2 — As regras previstas no presente decreto -lei são ainda aplicáveis aos seguintes apoios sociais ou subsídios, quando sujeitos a condição de recursos:

c) Pagamento das prestações de alimentos, no âmbito do Fundo de Garantia de Alimentos a Menores;
Artº 2º
3 — Na verificação da condição de recursos são considerados os rendimentos do requerente e dos elementos que integram o seu agregado familiar, de acordo com a ponderação referida no artigo 5.º
Artº 4º.
Conceito de agregado familiar
1 — Para além do requerente, integram o respectivo agregado familiar as seguintes pessoas que com ele vivam em economia comum, sem prejuízo do disposto nos números seguintes:
a) Cônjuge ou pessoa em união de facto há mais de dois anos;
b) Parentes e afins maiores, em linha recta e em linha colateral, até ao 3.º grau;
c) Parentes e afins menores em linha recta e em linha colateral;
d) Adoptantes, tutores e pessoas a quem o requerente esteja confiado por decisão judicial ou administrativa de entidades ou serviços legalmente competentes para o efeito;
e) Adoptados e tutelados pelo requerente ou qualquer dos elementos do agregado familiar e crianças e jovens confiados por decisão judicial ou administrativa de entidades ou serviços legalmente competentes para o efeito ao requerente ou a qualquer dos elementos do agregado familiar.
Artº 5º
No apuramento da capitação dos rendimentos do agregado familiar, a ponderação de cada elemento é efectuada de acordo com a escala de equivalência seguinte:
Elementos do agregado familiar Peso
Requerente . . . . . . . . . . . . . . . . . . . . . . . . . . . . . . . . . . . . 1
Por cada indivíduo maior . . . . . . . . . . . . . . . . . . . . . . . . . 0,7
Por cada indivíduo menor . . . . . . . . . . . . . . . . . . . . . . . . 0,5
Artº 25.º
Produção de efeitos
1 — O regime estabelecido no presente decreto –lei aplica -se às prestações e apoios sociais em curso e determina, após a data da sua entrada em vigor, a reavaliação extraordinária da condição de recursos.

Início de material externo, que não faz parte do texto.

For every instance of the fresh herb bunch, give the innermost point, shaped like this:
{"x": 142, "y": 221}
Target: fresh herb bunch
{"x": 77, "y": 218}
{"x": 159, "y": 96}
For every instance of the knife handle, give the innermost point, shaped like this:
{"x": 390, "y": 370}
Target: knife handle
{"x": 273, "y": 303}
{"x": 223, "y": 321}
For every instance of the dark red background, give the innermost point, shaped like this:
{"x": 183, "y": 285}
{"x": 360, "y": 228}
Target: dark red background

Verifica-se, pois, que os critérios para a determinação de um dos requisitos ou pressupostos que se revelam conditio sine qua non para impor a responsabilização alimentícia do FGDA, em substituição do progenitor relapso, qual seja: que capitação de rendimentos do respetivo agregado familiar não seja superior àquele salário, foram alterados pelo DL 70/2010.
Tal alteração, como é bom de ver, foi no sentido de uma maior restrição – diplomática e eufemisticamente dir-se-ia “racionalização” – no acesso às prestações sociais ex vi da consabida crise económico financeira que atravessamos.

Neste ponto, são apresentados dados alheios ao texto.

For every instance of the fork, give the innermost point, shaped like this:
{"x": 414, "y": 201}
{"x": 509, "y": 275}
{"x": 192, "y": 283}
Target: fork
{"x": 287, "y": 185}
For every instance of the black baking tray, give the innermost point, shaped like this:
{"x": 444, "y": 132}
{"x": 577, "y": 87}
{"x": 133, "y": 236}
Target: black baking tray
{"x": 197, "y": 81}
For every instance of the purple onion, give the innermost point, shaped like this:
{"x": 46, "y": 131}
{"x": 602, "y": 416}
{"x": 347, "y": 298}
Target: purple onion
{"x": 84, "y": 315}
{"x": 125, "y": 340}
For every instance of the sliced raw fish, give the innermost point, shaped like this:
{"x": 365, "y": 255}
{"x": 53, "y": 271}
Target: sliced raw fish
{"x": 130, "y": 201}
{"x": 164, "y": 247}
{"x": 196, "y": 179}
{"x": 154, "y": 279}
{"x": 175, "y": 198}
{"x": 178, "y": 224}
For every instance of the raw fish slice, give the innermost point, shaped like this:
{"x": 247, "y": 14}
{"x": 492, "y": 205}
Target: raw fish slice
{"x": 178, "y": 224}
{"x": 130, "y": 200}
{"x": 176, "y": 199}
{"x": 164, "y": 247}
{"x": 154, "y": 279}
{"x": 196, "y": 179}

Efetivamente e até à entrada em vigor deste diploma, o valor da capitação, como do próprio étimo da palavra dimana - per capita (literalmente, "por cabeça") – seria encontrado pela divisão do montante auferido pelo agregado familiar pelo numero correspondente dos seus membros.
Com a sua entrada em vigor apenas para o requerente de alimentos é concedida a unidade, sendo aos outros membros atribuídos os valores inferiores de 0,7 e 0,5.
Assim, sendo o atual número divisor inferior ao anterior, o valor do “resto” relativo à divisão de um numero dividendo igual, é superior ao que resultaria da divisão por um numero divisor maior.
A Sra. Juíza calculou a capitação ainda com base na primitiva redação do artº 3º do DL 164/99 pois que expendeu: «…o menor não tem rendimentos e o agregado familiar onde está inserida tem um rendimento global a considerar de 1555,25€ mas, a capitação desse rendimento pelos seus membros (três) – quereria dizer quatro -, é inferior ao salário mínimo nacional (1555,25€/4 = 388,81)…»
Fê-lo, ou porque ignorou o teor do disposto no DL 70/2010, até porque não lhe faz qualquer referência, ou porque entendeu que ele seria inaplicável in casu.
Nesta hipótese a não aplicação apenas poderia resultar da perspetivação da aplicação da lei no tempo, pois que o presente incumprimento do progenitor e o despoletamento da intervenção do FGADM iniciaram-se ainda antes da entrada em vigor do referido DL, a saber, em Março de 2007 e Fevereiro de 2009 – fls. 2 e 46, podendo, assim, entender-se que o novo regime de calculo da capitação não seria atendível – cfr. artº 12º nº1 e nº2, 1ª parte do CC.
Porém tal entendimento não é de acolher, quer porque a redação do citado artº 25º nº1 assim o impõe, quer porque as diligências instrutórias e a decisão já foram prolatadas na sua vigência, pelo que tem de concluir-se que as novas regras de calculo do valor da capitação são já aplicáveis ao caso presente.
Nesta conformidade, e perante as mesmas, tem de concluir-se que a capitação dos rendimentos do agregado familiar do menor é superior ao SMN que ascendia, à data da prolação da sentença, a 485,00 euros – DL 143/2010 de 31.12.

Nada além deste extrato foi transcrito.